Parameter-Efficient Interventions for Enhanced Model Merging
Marcin Osial, Daniel Marczak, Bartosz Zieliński
TL;DR
The paper addresses representation bias in post-hoc multi-task model merging by introducing IntervMerge, which injects task-specific refinements across transformer blocks via lightweight adapters \Phi_b^t and a бюджет-friendly mini-intervention mechanism. Building on a post-merge baseline (e.g., AdaMerging, Surgery), IntervMerge leverages low-rank projections (W_1, W_2) with rank r to adjust representations at multiple depths, improving stability and cross-task alignment while reducing parameter overhead. The approach is evaluated on eight diverse image classification datasets using ViT backbones, with analyses of token/block placement, intervention rank, and data-availability, showing substantial gains over state-of-the-art methods and demonstrating strong parameter efficiency. The results suggest that distributing small, task-specific edits throughout the network yields robust bias mitigation and practical benefits for real-world continual merging scenarios.
Abstract
Model merging combines knowledge from task-specific models into a unified multi-task model to avoid joint training on all task data. However, current methods face challenges due to representation bias, which can interfere with tasks performance.

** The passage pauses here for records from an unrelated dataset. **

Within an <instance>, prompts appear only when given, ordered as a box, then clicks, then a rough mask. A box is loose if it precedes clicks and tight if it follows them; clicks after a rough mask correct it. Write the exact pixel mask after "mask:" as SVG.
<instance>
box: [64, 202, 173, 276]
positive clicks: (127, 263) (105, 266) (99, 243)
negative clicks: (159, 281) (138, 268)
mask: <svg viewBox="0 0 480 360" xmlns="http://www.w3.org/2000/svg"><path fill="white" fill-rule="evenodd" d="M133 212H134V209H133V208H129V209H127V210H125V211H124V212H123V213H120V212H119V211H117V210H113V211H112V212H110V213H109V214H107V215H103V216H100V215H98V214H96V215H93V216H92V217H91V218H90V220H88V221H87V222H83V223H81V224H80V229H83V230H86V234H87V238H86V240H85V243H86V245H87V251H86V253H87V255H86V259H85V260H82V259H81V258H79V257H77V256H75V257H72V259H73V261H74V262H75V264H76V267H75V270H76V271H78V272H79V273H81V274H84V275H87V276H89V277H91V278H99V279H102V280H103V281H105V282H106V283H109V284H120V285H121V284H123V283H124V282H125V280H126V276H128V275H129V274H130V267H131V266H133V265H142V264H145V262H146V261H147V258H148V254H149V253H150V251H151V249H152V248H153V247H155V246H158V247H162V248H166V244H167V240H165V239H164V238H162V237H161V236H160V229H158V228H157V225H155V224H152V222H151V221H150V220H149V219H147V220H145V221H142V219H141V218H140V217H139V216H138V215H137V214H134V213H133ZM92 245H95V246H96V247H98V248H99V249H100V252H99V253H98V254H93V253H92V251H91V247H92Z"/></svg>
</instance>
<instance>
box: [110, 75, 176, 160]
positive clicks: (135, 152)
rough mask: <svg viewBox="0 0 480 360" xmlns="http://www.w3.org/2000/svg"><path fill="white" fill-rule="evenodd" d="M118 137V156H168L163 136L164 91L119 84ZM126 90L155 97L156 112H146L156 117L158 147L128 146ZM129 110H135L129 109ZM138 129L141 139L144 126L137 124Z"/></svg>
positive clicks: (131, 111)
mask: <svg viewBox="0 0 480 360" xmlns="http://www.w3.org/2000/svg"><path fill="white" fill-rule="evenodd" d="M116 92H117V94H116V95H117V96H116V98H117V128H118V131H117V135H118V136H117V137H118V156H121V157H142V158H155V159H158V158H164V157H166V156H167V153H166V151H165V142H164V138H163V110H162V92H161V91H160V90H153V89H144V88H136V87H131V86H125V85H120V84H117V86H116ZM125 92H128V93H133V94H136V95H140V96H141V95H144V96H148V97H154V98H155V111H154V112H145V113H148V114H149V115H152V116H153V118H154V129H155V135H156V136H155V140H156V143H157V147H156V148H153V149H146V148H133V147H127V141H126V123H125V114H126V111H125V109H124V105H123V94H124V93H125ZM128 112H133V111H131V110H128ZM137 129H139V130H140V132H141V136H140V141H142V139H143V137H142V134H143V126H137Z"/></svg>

As a remedy, we propose IntervMerge, a novel approach to multi-task model merging that effectively mitigates representation bias across the model using taskspecific interventions. To further enhance its efficiency, we introduce mini-interventions, which modify only part of the representation, thereby reducing the additional parameters without compromising performance. Experimental results demonstrate that IntervMerge consistently outperforms the state-of-the-art approaches using fewer parameters.